RIP, Paul Meier

Most of you have likely never heard of Paul Meier, who died last week, but he’s arguably made more of an impact on modern medical research than any other person. He’s the guy who sort of forced us all to use randomized controlled trials:

As early as the mid-1950s, Dr. Meier was one of the first and most vocal proponents of what is called “randomization.”

Under the protocol, researchers randomly assign one group of patients to receive an experimental treatment and another to receive the standard treatment. In that way, the researchers try to avoid unintentionally skewing the results by choosing, for example, the healthier or younger patients to receive the new treatment.

If the number of subjects is large enough, the two groups will be the same in every respect except the treatment they receive. Such randomized controlled trials are considered the most rigorous way to conduct a study and the best way to gather convincing evidence of a treatment’s effects.

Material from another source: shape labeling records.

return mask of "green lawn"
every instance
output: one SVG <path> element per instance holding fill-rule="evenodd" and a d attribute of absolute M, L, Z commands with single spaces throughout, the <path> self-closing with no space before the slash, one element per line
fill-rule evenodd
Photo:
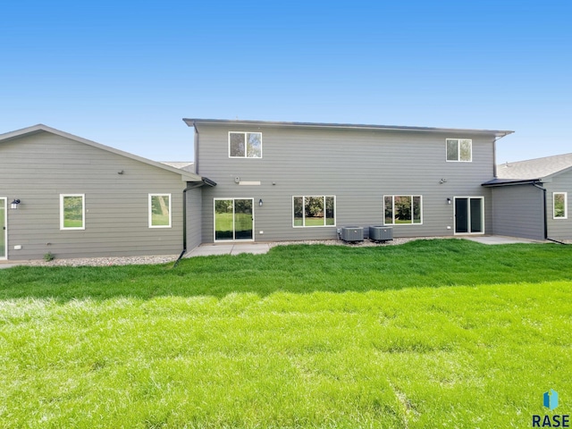
<path fill-rule="evenodd" d="M 14 267 L 0 427 L 530 427 L 570 414 L 570 332 L 559 245 Z"/>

Before randomization, the science of clinical trials was imprecise. Researchers, for example, would give a new treatment to patients who they thought might benefit and compare the outcomes to those of previous patients who were not treated, a method that could introduce serious bias.

These days you can’t get a drug approved without a randomized controlled trial, so it’s hard to imagine that just decades ago, someone had to argue they were necessary. But they are. RCTs are pretty much the only way to prove causality (that something causes something else instead of just being associated with it). RCTs are also the best way to overcome hidden biases and the placebo effect.

Even so, I’m still confronted by people who “know” things are true even without proper research. Dr. Meier saw this his whole career:

Researchers were not always attuned to Dr. Meier’s advocacy. “When I said ‘randomize’ in breast cancer trials,” he recalled in a 2004 interview for Clinical Trials, the publication of the Society for Clinical Trials, “I was looked at with amazement by my medical colleagues: ‘Randomize? We know that this treatment is better than that one.’ I said, ‘Not really!’ ”

We’re still not overcoming that inherent bias in plenty of areas, breast cancer included.

If the RCT wasn’t enough, Paul Meier was also half of the team that created the Kaplan-Meier curve, which is pretty much the gold standard in determining survival. If you’ve ever heard of 5- or 10-year survival for something, thank Paul Meier for that, too.

He was 87, and a statistician. He was relatively unknown outside of scientific circles. That’s a shame. The world owes him a great deal.